FIG. 5 is a diagram showing a flow of sealing air of a conventional gas turbine.

[Explanation of symbols]

 Reference Signs List 1 rotor blade 2 platform 2a, 2b, 2c, 2d end 3,4,5 cooling passage 3a passage 6a, 6b, 6c, 6d, 6e passage 7 trailing edge 8,9a, 9b turbulator 10,11 inclined portion 13,14 Knife edge 15 Slot 17, 18 Passage 100, 101, 102 Cooling air

 ──────────────────────────────────────────────────続 き Continuing on the front page (72) Inventor Junichiro Masada 2-1-1, Shinhama, Arai-machi, Takasago City, Hyogo Prefecture Inside the Takasago Works, Mitsubishi Heavy Industries, Ltd.
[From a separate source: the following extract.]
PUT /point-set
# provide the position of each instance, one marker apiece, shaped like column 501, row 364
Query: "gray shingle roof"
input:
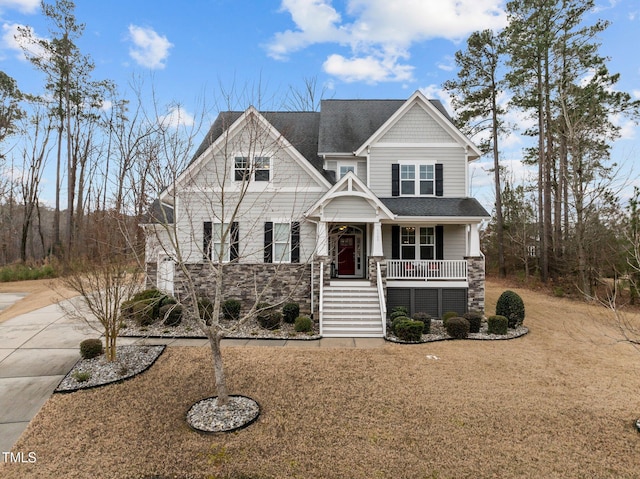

No.1 F-term in Takasago Works, Mitsubishi Heavy Industries, Ltd. (reference) 3G002 CA06 CA08 CB03 CB05

Claims (2)

[Claims] 1. A cooling air passage is provided inside a moving blade, cooling air is guided from a lower portion of the platform through the passage to cool the blade, and the inner shroud ends of the adjacent preceding and succeeding stationary vanes and the platform end. In the gas turbine cooling blade where a sealing portion is provided between the cooling portion and the sealing portion to flow out to the combustion gas passage from the sealing portion, the cooling air passage causes the cooling air to flow to the front edge portion and to flow out to the tip. A second passage for guiding the cooling air from the trailing edge side, causing a part of the cooling air to flow out from a number of slots provided on the trailing edge, and leaving the remainder flowing through the serpentine flow path toward the leading edge side to the leading end; And a gas turbine cooling blade. 2. A seal comprising a knife edge provided at an end of the platform and an inner shroud end of an adjacent stator vane, and a flow path meandering from the seal. 2. The gas turbine cooling blade according to claim 1, wherein the sealing air flows from the flow path into the combustion gas flow path inclined upward in the combustion gas flow direction.